I don’t understand why sorting the adjacency lists and binary searching doesn’t achieve the same purpose as linearly finding the element.
#include <bits/stdc++.h>
using namespace std;
void setIO(string s=""){
cin.tie(0)->sync_with_stdio(0);
cout << fixed << setprecision(15);
if(s.size()){
freopen((s+".in").c_str(),"r",stdin);
freopen((s+".out").c_str(),"w",stdout);
}
}
#define F0R(i, n) for(int i=0; i<n; i++)
#define all(x) begin(x), end(x)
#define lb lower_bound
vector<string> cows{"Bessie", "Buttercup", "Belinda", "Beatrice", "Bella", "Blue", "Betsy", "Sue"};
int index(string cow){ return lb(all(cows), cow) - begin(cows); }
vector<int> adj[8];
int main() {
setIO("lineup");
int N; cin >> N;
sort(all(cows));
F0R(i,N) {
string cow1, cow2, trash;
cin >> cow1 >> trash >> trash >> trash >> trash >> cow2;
int c1 = index(cow1), c2 = index(cow2); /// convert names to indices
adj[c1].push_back(c2), adj[c2].push_back(c1);
}
F0R(i,N) sort(all(adj[i]));
vector<int> seq; /// sequence of cow indices
vector<bool> done(8);
F0R(i,8) if (!done[i] && adj[i].size() <= 1) { /// add path to sequence
int cur = i;
while (adj[cur].size() == 1) {
seq.push_back(cur); done[cur] = 1;
int next = adj[cur].front();
adj[next].erase(lb(all(adj[next]), cur));
// adj[next].erase(find(all(adj[next]), cur));
cur = next;
}
seq.push_back(cur); done[cur] = 1;
}
for(int t: seq) cout << cows[t] << "\n"; /// convert indices back to names
}
Submitting this gives me a runtime error or memory limit exceed error on test cases 5, 6, and 8. Using find()
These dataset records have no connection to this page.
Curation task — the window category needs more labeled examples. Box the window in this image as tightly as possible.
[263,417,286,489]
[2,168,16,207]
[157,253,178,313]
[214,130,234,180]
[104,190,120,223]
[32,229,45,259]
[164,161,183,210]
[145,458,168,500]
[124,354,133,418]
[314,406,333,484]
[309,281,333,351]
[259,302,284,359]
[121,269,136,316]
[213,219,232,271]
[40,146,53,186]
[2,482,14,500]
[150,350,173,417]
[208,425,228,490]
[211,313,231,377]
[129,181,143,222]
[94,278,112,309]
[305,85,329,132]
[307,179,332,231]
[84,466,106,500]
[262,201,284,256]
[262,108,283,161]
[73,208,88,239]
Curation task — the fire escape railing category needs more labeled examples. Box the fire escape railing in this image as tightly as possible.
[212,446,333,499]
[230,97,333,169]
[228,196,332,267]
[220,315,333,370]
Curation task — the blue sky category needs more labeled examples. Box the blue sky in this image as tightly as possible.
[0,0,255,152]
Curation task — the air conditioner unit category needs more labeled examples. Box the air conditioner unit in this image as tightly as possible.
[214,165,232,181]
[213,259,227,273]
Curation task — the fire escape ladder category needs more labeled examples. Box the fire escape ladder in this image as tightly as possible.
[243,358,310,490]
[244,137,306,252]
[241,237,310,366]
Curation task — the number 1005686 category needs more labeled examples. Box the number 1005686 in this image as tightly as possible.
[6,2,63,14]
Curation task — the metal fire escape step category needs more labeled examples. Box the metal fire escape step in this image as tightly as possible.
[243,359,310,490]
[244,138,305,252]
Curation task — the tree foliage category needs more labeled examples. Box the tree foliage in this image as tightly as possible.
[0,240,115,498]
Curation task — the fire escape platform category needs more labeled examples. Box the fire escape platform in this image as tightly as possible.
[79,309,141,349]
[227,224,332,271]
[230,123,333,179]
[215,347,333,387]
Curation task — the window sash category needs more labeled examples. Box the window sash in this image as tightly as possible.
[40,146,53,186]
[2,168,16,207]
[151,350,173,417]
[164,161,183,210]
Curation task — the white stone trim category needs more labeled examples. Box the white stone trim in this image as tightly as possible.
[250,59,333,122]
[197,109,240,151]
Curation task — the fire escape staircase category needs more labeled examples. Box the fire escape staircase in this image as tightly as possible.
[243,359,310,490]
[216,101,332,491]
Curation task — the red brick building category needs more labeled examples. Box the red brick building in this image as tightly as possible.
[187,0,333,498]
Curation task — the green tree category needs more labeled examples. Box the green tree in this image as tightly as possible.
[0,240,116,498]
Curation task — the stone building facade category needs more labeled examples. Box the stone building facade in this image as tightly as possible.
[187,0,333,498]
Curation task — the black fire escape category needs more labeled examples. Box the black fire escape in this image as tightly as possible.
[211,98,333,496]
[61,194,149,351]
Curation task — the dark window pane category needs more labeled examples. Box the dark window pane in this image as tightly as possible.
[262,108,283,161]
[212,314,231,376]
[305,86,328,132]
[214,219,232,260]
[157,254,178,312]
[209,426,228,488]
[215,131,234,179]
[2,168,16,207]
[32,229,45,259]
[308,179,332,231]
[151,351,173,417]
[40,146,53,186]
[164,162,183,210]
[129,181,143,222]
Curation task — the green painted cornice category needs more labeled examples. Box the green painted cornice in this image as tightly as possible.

(commented out) in place of lower_bound()
gives AC.
Also, is it correct to say that we only visit each node’s adjacency list at most once in the line
adj[next].erase(find(all(adj[next]), cur));
?
Since we always mark done the nodes with an unvisited neighbor, it seems we only find and delete cur
from adj[next]
once. Then is it true that we visit the 2N total neighbors at most once with this find
command, so the solution runs in O(N)?
Part of my confusion is that we might visit adj[next]
for more nodes than just cur
. Or, we might visit adj[next]
more than once (worst case O(N^2)). Why are neither of these claims true?
Thanks in advance for helping me understand the internal solution.